ABSTRACT Lung infections place a major burden on public health worldwide and are the leading cause of death in the United States. Infections caused by gram-negative (G-) bacteria have features that are of particular concern, such as being highly efficient at acquiring antibiotic resistance. Alveolar macrophages (AMs) form the first line of defense in lungs toward microbial pathogens via protective inflammatory responses. The high mortality and morbidity after bacterial infection often result from an imbalance in host defense between bactericidal and an excessive inflammatory response that leads to tissue damage. Despite years of research, the initiation, propagation and regulation of inflammatory lung responses in the presence of G- bacterial infection remains incompletely explored. Only recently has it been recognized that long non-coding RNAs (lncRNA) are extensively expressed in various immune cells including the macrophages, but very little has been known about their functional roles. We screened lncRNA expressions in mouse lungs after intra-tracheal instillation of LPS, Klebsiella pneumoniae (K.pneumoniae) and Escherichia coli (E.coli). LncRNA lincenc1 exhibited the greatest induction in expression among treated groups. Functionally, lincenc1 promotes the classical activation (M1) of macrophages and the secretion of pro-inflammatory cytokines. Deletion of lincenc1 in AMs using the specific antisense oligonucleotides (ASO) in vivo significantly reduces the LPS-induced leukocyte infiltration and alveolar edema, when compared with the control group. Furthermore, inhibition of lincenc1 using ASO down-regulates multiple inflammatory cytokines and chemokines (Il-1β, Il-6, Cxcl1 and Cxcl2), detected in BALF after exposure to LPS. Mechanistically, we found that lincenc1 co-localizes with NLRP3 components in the presence of LPS, suggesting a regulatory role of lincenc1 on NLRP3 inflammasone activation. Based on our published and preliminary data, our central hypothesis is that lncRNA lincenc1 facilitates G-bacteria/LPS induced lung inflammation via promoting classical activation of macrophages through NLRP3 inflammasome assembly and activation. We propose three specific aims: Specific Aim I: To determine the role of lncRNA lincenc1 in macrophage activation in vitro. Specific Aim II: To determine the role of lincenc1 in lung inflammation in vivo. Specific Aim III: To determine whether lincenc1 serves as a potential therapeutic target in vivo.

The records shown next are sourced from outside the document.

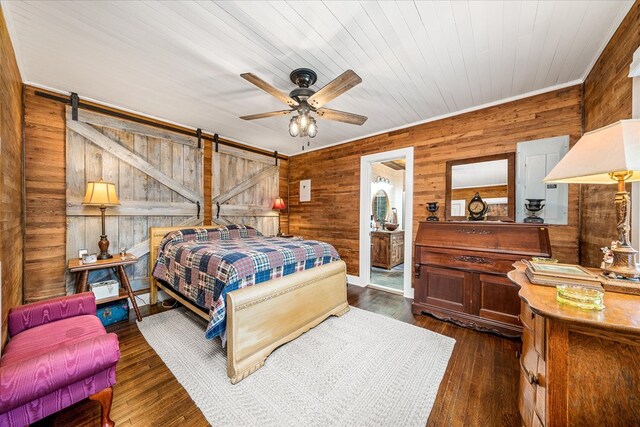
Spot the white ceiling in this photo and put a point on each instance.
(181, 61)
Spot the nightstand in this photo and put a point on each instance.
(117, 263)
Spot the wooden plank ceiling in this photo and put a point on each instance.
(181, 61)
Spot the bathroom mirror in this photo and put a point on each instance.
(380, 206)
(493, 177)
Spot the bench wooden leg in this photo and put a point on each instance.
(104, 397)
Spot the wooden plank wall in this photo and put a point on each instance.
(45, 219)
(607, 99)
(45, 177)
(333, 212)
(11, 184)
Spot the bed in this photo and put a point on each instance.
(262, 317)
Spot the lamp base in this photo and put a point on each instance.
(103, 244)
(624, 263)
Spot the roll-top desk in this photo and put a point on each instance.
(461, 271)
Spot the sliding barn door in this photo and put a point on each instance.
(158, 175)
(244, 187)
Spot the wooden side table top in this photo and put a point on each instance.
(118, 263)
(77, 265)
(621, 312)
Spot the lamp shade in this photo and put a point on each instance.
(100, 193)
(279, 203)
(613, 148)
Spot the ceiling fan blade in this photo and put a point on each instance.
(341, 116)
(252, 78)
(265, 115)
(334, 88)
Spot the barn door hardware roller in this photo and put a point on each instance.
(75, 101)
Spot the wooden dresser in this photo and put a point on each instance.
(578, 367)
(461, 271)
(387, 248)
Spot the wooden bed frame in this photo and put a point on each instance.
(262, 318)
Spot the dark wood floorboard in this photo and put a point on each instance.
(479, 387)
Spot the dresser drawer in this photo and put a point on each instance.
(481, 263)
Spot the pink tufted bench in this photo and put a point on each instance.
(58, 354)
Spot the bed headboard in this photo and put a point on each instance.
(156, 234)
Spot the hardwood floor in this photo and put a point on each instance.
(479, 387)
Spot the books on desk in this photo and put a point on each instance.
(546, 274)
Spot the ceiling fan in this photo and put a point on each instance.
(305, 101)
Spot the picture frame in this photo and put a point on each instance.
(305, 190)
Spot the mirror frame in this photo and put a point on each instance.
(511, 186)
(373, 205)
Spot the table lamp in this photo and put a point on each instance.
(608, 155)
(102, 194)
(278, 204)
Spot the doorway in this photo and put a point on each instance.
(386, 221)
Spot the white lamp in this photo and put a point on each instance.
(608, 155)
(101, 194)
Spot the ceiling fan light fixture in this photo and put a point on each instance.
(303, 121)
(294, 127)
(313, 128)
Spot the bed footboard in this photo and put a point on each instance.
(262, 318)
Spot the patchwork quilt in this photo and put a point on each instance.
(204, 264)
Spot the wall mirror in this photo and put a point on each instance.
(493, 177)
(380, 206)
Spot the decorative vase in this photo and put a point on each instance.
(534, 206)
(433, 207)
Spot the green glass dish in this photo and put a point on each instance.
(586, 297)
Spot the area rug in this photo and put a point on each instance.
(361, 369)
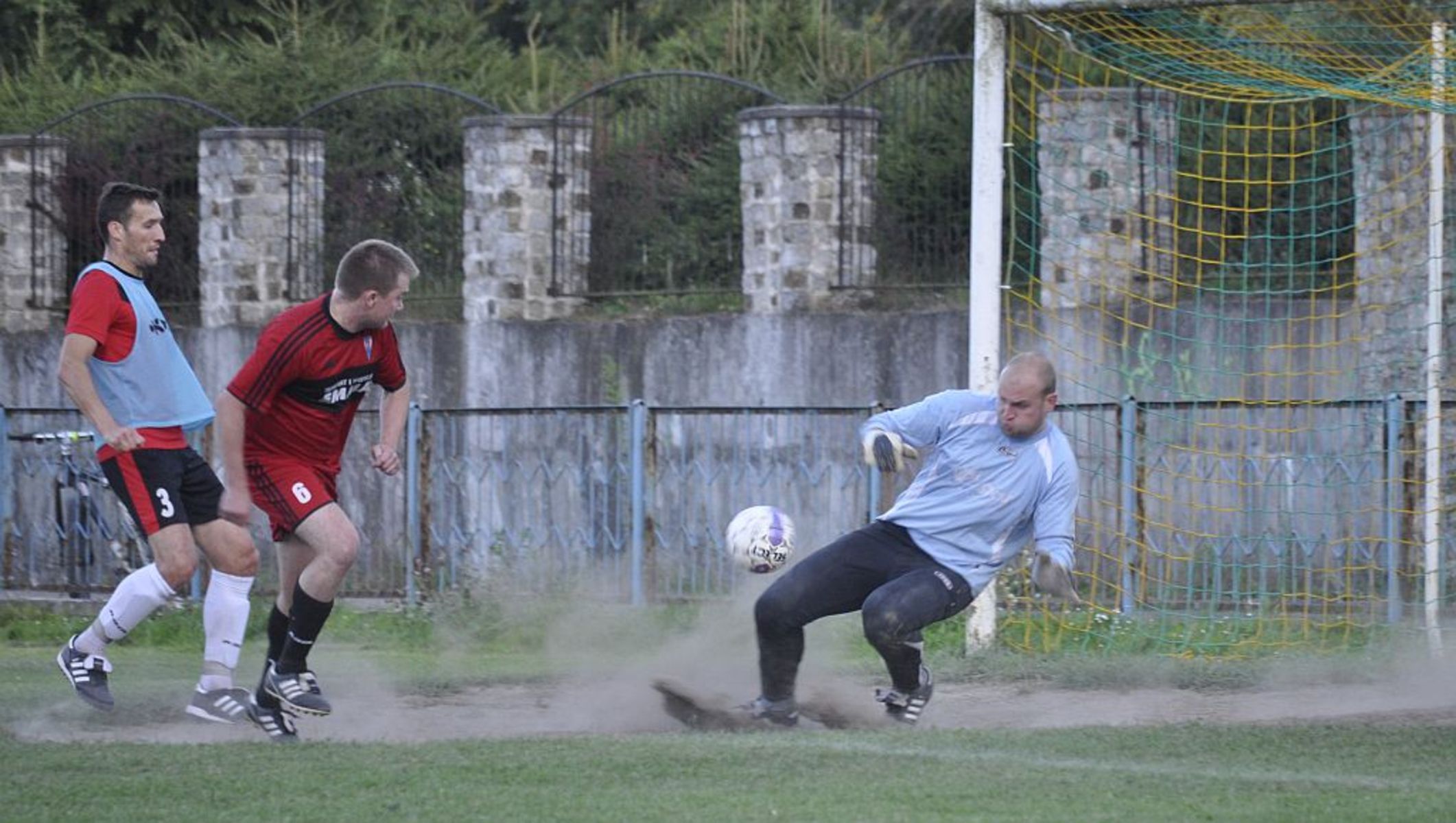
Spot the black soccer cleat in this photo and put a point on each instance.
(88, 675)
(297, 693)
(906, 707)
(276, 723)
(771, 713)
(219, 706)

摘要 肺部感染给全世界的公共卫生带来了重大负担，并且是世界上主要的死亡原因。 美国的由革兰氏阴性（G-）细菌引起的感染具有特别令人关注的特征， 例如在获得抗生素抗性方面非常有效。肺泡巨噬细胞（AM）形成第一线 肺通过保护性炎症反应防御微生物病原体。高死亡率和 细菌感染后的发病率通常是由于宿主在杀菌和抗细菌之间的防御失衡造成的。 导致组织损伤的过度炎症反应。尽管经过多年的研究， 在G-细菌感染的情况下，炎症性肺反应的传播和调节仍然存在 不完全探索。直到最近才认识到长链非编码RNA（lncRNA）是 在包括巨噬细胞在内的各种免疫细胞中广泛表达，但对 他们的职能作用。我们筛选了气管内滴注LPS后小鼠肺中lncRNA的表达， 肺炎克雷伯菌（肺炎克雷伯菌）和大肠埃希菌（大肠埃希菌）。LncRNA lincenc 1表现出最大的 在处理组中诱导表达。在功能上，lincenc 1促进经典激活（M1）， 巨噬细胞和促炎细胞因子的分泌。使用特定的 体内反义寡核苷酸（阿索）可显着减少脂多糖诱导的白细胞浸润和肺泡炎 水肿，与对照组相比。此外，使用阿索抑制lincenc 1下调了 暴露后BALF中检测到多种炎性细胞因子和趋化因子（IL-1β、IL-6、Cxcl 1和Cxcl 2） 到LPS。从机制上讲，我们发现lincenc 1在LPS存在下与NLRP 3组分共定位， 提示lincenc 1对NLRP 3炎性因子激活的调节作用。根据我们发布的和 初步数据，我们的中心假设是lncRNA lincenc 1促进G-细菌/LPS诱导的肺 通过NLRP 3炎性体组装促进巨噬细胞的经典活化， activation.我们提出了三个具体目标：具体目标I：确定lncRNA lincenc 1在 体外巨噬细胞活化。具体目的II：确定lincenc 1在体内肺部炎症中的作用。 具体目标III：确定lincenc 1是否作为体内潜在的治疗靶点。